By Chris Peck on 19 April 2012
Drunken cycling is an offence and a very bad idea. But is it much of a road safety problem? Police enforce some traffic laws, but seldom drunk cycling. CTC examined data for 5 years to see how many fatalities involve alcohol and cycling in this country.
In Poland – as with most of the rest of Europe – the legal blood alcohol limit is far lower than in the UK: you can be fined at over 20 mg/100ml of blood and jailed at 50. In the UK the limit is still 80, despite a recent report recommending reduction to 50.
Incidentally, in this country the legal limit is imposed only on motor vehicle operators – an offence of ‘cycling when under the influence’ exists, but evidence of this can only come from the opinion of police or witnesses, not a breath or blood test.
According to my contact in Poland, the police crackdown on drunk cycling heavily, and he maintains that there are more drunk cyclists in prison than drunk drivers.
He also pointed me to German data from 2010, which provides some startling figures – almost 5% of cyclists injured there were under the influence of alcohol, compared to just 2.5% of drivers. However, cyclists are subject to a higher legal limit (160 mg/100ml blood) than drivers, so more of those people would, technically, be riding legally. Cyclists are, however, more likely to have very high levels of alcohol with almost a quarter of all drunk cyclists having between 200 and 250 mg of alcohol per 100ml blood.
So is drunk cycling a serious problem in Britain that we are failing to detect?
Curiously, it seems not.
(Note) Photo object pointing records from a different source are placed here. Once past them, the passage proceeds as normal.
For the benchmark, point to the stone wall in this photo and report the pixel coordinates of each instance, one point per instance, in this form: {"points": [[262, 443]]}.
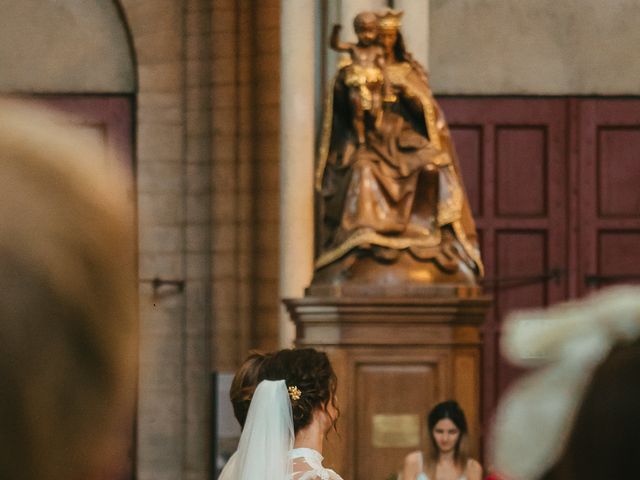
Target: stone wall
{"points": [[535, 47]]}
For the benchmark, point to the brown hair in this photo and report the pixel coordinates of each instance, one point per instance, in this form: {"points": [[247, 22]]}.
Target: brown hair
{"points": [[452, 411], [244, 384], [68, 349], [605, 439], [311, 372]]}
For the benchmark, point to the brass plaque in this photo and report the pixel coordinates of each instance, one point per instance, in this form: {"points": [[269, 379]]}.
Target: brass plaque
{"points": [[396, 431]]}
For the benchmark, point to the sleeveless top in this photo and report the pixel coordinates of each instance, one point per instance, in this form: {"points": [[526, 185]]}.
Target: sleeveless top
{"points": [[423, 476], [307, 465]]}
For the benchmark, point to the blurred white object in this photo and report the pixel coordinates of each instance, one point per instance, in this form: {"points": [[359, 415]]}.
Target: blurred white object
{"points": [[567, 342]]}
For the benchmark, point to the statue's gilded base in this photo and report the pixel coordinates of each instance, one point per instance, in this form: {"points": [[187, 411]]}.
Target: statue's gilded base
{"points": [[365, 273]]}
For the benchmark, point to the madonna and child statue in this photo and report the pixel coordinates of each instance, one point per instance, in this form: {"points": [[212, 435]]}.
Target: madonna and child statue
{"points": [[392, 212]]}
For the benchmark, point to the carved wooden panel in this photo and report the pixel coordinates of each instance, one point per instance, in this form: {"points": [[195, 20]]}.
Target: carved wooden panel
{"points": [[521, 166], [517, 174], [468, 144], [608, 200]]}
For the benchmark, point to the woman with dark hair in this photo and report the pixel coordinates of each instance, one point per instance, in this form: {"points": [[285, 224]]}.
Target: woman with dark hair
{"points": [[579, 409], [448, 458], [285, 414]]}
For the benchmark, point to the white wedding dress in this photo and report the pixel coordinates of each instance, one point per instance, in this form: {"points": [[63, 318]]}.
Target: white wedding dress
{"points": [[265, 451], [307, 465]]}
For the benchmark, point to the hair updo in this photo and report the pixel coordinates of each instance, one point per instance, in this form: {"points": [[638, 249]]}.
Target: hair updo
{"points": [[311, 372]]}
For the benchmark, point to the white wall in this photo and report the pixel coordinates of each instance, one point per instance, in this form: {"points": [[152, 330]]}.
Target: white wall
{"points": [[546, 47], [63, 46]]}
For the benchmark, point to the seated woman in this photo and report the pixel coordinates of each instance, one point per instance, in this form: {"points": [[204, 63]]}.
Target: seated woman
{"points": [[289, 413], [447, 458]]}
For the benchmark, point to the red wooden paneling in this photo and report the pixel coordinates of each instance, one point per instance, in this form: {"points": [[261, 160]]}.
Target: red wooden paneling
{"points": [[554, 184], [609, 197], [513, 156], [521, 166], [468, 143]]}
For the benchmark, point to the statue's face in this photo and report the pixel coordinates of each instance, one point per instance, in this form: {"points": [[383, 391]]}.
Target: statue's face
{"points": [[387, 38], [367, 32]]}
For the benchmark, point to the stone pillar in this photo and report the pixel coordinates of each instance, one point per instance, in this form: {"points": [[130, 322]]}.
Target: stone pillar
{"points": [[297, 147], [415, 28]]}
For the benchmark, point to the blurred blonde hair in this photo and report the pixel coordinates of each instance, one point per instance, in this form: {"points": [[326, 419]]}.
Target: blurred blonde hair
{"points": [[68, 331]]}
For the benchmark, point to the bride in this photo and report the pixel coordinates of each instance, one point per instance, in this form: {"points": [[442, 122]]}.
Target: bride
{"points": [[291, 410]]}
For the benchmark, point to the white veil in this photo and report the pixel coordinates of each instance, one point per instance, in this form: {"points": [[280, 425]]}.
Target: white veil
{"points": [[267, 437]]}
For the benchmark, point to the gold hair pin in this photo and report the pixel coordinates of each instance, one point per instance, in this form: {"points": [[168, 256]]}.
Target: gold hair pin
{"points": [[294, 393]]}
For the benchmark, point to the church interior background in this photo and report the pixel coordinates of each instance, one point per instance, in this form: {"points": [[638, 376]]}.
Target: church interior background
{"points": [[215, 107]]}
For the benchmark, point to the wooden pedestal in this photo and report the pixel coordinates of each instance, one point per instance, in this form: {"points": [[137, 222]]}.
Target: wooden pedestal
{"points": [[395, 359]]}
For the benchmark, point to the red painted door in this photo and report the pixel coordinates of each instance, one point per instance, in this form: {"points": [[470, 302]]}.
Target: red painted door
{"points": [[513, 155], [554, 184], [608, 200]]}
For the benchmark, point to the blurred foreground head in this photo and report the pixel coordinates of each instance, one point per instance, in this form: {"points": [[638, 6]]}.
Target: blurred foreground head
{"points": [[68, 333], [578, 415]]}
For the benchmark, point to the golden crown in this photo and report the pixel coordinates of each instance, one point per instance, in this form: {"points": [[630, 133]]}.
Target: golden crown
{"points": [[294, 393], [390, 19]]}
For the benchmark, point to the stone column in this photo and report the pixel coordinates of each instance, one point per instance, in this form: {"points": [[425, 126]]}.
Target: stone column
{"points": [[297, 146], [415, 28]]}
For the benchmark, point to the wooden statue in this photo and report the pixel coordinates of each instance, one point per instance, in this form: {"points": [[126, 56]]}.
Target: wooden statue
{"points": [[391, 204]]}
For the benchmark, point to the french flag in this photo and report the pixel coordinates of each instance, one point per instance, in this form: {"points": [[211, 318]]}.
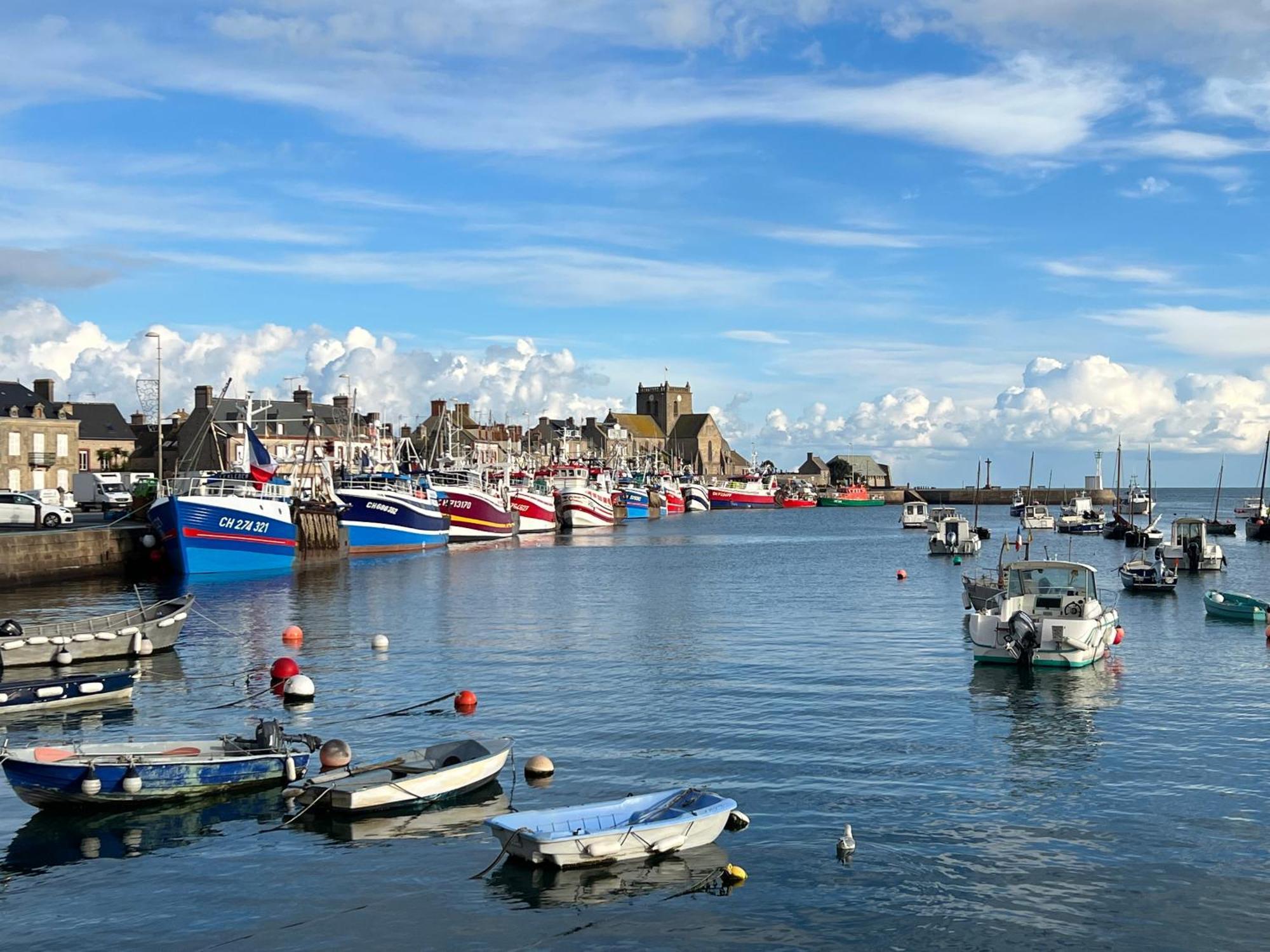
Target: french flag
{"points": [[260, 463]]}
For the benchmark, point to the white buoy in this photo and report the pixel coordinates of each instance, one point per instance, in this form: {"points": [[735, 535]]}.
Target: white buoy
{"points": [[846, 843], [298, 687]]}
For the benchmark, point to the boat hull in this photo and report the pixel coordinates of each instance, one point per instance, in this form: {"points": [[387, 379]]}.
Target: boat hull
{"points": [[224, 534], [380, 522]]}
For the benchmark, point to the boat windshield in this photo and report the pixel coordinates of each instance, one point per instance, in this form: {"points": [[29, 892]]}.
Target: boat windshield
{"points": [[1059, 579]]}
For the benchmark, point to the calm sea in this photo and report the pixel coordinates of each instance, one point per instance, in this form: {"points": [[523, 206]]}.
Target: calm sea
{"points": [[772, 656]]}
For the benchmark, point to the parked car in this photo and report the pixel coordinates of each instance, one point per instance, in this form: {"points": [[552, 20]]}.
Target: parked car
{"points": [[23, 510]]}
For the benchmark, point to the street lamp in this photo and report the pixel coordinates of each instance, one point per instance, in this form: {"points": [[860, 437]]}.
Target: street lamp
{"points": [[158, 400]]}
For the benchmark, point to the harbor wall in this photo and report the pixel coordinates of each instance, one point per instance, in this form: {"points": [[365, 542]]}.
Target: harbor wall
{"points": [[46, 557]]}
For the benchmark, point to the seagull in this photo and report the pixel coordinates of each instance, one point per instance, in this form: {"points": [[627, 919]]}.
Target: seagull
{"points": [[848, 843]]}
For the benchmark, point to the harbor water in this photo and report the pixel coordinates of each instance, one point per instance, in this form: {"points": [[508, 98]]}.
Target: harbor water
{"points": [[770, 656]]}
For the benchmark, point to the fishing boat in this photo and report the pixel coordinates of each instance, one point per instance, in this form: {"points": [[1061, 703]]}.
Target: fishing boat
{"points": [[1141, 576], [412, 780], [119, 775], [1236, 606], [65, 691], [1050, 616], [914, 516], [633, 828], [1189, 546], [133, 634], [391, 512], [585, 494], [534, 502], [854, 494], [954, 536], [749, 492], [478, 512]]}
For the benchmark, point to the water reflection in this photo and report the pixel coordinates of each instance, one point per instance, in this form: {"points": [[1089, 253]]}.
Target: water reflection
{"points": [[50, 838], [538, 887]]}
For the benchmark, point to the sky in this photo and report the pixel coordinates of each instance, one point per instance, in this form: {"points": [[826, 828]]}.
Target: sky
{"points": [[933, 232]]}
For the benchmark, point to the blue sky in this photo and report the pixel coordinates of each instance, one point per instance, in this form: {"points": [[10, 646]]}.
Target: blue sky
{"points": [[932, 230]]}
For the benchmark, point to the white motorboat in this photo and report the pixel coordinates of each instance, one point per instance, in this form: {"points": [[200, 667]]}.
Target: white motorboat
{"points": [[1037, 517], [1189, 546], [914, 516], [413, 780], [954, 536], [634, 828], [1050, 615]]}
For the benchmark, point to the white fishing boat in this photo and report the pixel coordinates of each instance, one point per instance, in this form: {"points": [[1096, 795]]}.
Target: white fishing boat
{"points": [[914, 516], [954, 536], [1189, 546], [412, 780], [1050, 615], [633, 828], [1037, 517]]}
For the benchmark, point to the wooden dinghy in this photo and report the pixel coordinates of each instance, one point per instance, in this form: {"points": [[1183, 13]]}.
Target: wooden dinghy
{"points": [[413, 780], [65, 691], [133, 634], [633, 828], [111, 776]]}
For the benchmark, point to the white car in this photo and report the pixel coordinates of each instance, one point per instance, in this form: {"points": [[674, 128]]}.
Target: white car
{"points": [[22, 510]]}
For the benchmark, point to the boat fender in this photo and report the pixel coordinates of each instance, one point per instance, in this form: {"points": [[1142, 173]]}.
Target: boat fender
{"points": [[669, 845], [603, 850], [133, 781]]}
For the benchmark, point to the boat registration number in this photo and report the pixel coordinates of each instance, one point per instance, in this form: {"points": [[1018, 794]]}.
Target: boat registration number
{"points": [[257, 526]]}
Police suggested that the cyclist was ‘impaired by alcohol’ in just over 1% of cyclists’ crashes – only 219 in 2009 – compared to 3% of cars involved in crashes (5,337).
Even more interesting are figures from coroners, who investigate the blood alcohol levels of the victims of fatal crashes:
This graph shows that of all fatalities, cyclists are the road user group that have consistently the lowest level of blood alcohol at the legal limit and are generally the lowest, with the exception of motorcyclists at 200 mg/100ml whereas almost a quarter of dead drivers were found to be over the limit.
Of course, this isn’t an invitation to go out, get smashed and then try and cycle home – remember that riding drunk is still an offence and can put you and others at risk.
However, it seems sensible that drunk cycling doesn’t receive the amount of enforcement activity as drunk driving, and I’d much rather potential drink drivers went by bike (where they were unlikely to put others at risk) than by car.